革命のリーダーと、現状を世界に発信するジャーナリストは、結婚した。そして、妊娠が判明する。二人は、アラビア語で「空」を意味する「サマ」という名前をつけた。空軍も爆弾も存在しない、雲だけが広がる青い「空」が再び戻ることを祈って。

彼らはそれぞれの方法で、シリアの現実を世界に訴えた。

ハムザはニュースで何度も話した。
私の写真は、数千万人の人の目に触れた。
それでも、誰も政権を止めない。
味方は私たちだけ

彼らは何故、日々爆撃に見舞われるアレッポに残ったのか?

ハムザたちは、あちこちの建物が倒壊し、日々爆撃に見舞われる東アレッポに残った。何故だか分かるだろうか? 彼らは、武器を携行していない。政権軍と戦闘を行うために最前線にいる、というわけではないのだ。

その答えはこうである。

ここで普通に生活することが、政権への抵抗だ

そう、彼らは、「ただそこで生活をし続ける」ことに、革命を見出している

アレッポは、政権反対派が多く住む地域だ。だから、ここの住民が爆撃から逃げず、それまでと変わらない生活をそのまま続けることが、政権に対する明確なメッセージとなる。
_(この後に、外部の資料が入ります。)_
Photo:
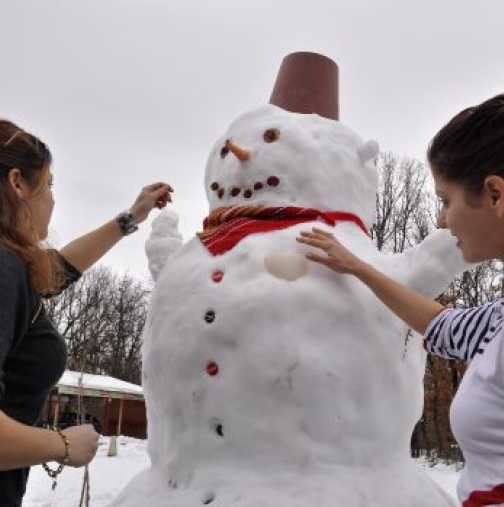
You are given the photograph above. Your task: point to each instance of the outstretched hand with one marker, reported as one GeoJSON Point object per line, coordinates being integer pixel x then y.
{"type": "Point", "coordinates": [337, 257]}
{"type": "Point", "coordinates": [152, 196]}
武器を使うだけが革命ではない。彼らは、ひたすら耐えることによって主張する

爆撃によって多くの人が死傷する。塩素ガスに苦しめられる。しかしそれでも、彼らは武力を使わず、ただただ当たり前の生活を維持することによって、ひたすらに耐えることによって政権へ「NO」を突きつけるのだ。

革命家から母親になったワアドが過ごす壮絶すぎる日々

アレッポに残った時はまだ、ワアドは母親ではなかった。ハムザらと志を共にする革命家だった。その後、彼女は母親になる。

その運命は、想像しきれないほど過酷だ。

これが僕らの道だ。
長い道で、危険と恐怖が待っている。
でも、最後に自由が待っている。
行こう。一緒に歩こう

結婚式でハムザがワアドに贈った言葉だ。彼らには、アレッポから退避するという選択肢はない。革命への意思は強靭だ。

しかしだからといって、生まれたばかりの赤ちゃんと共に爆撃の激しい地区に残り続けるという選択は、容易なはずがない。
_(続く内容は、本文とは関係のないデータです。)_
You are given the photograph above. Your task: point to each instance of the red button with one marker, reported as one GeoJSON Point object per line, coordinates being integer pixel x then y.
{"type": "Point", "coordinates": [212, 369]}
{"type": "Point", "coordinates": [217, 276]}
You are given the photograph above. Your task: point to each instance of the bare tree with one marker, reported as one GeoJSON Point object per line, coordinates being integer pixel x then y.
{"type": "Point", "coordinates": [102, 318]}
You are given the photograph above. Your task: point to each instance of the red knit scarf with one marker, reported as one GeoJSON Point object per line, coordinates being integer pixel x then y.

映画の中でワアドは、繰り返し不安を口にする。当然だろう。しかし彼女は、生まれたばかり娘を置いて、アレッポの街を撮影しに出かける。

母親として可能な限りの愛情は注ぐ。しかし同時に、この現実を記録できるのは自分しかいないという使命感にも駆られている。

まったく凄いもんだ。

フィクションとしか思えない、まるでお膳立てされたかのようなワアドとハムザの関係にも衝撃を受けた。元々は親友だった。ハムザには妻がいた。しかし、革命のためにハムザは最初の妻と別れた。ハムザは革命のリーダー。そしてワアドはアレッポの現実を伝えるジャーナリスト。そんな、まさに革命の中心にいる二人が、爆撃の止まない街で結婚し、その街で娘を産む。
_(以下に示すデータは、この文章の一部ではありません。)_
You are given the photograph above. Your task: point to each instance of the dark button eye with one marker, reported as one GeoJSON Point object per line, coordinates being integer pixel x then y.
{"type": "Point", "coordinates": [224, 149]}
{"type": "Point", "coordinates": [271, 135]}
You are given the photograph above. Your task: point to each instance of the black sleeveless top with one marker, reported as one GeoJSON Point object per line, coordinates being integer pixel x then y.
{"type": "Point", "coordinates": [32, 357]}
フィクションだってなかなかこんな都合の良い設定は作れないだろう、と感じてしまうほど、出来すぎた関係だ

彼らは、戦場に残るという決断をするまでに、無数の選択肢を通り抜けてきた。その結果こそが、この作品だ。だからこそ、普通にはありえないほどの強靭さが付与され、そのお陰で、より強いメッセージを内包する物語として世界中に配信されているのだと思う。

「娘を連れて戦場に戻る」という信じがたい選択

ワアドとハムザは、一度アレッポを出てトルコに入国したことがある。ハムザの両親に娘を会わせるためだ。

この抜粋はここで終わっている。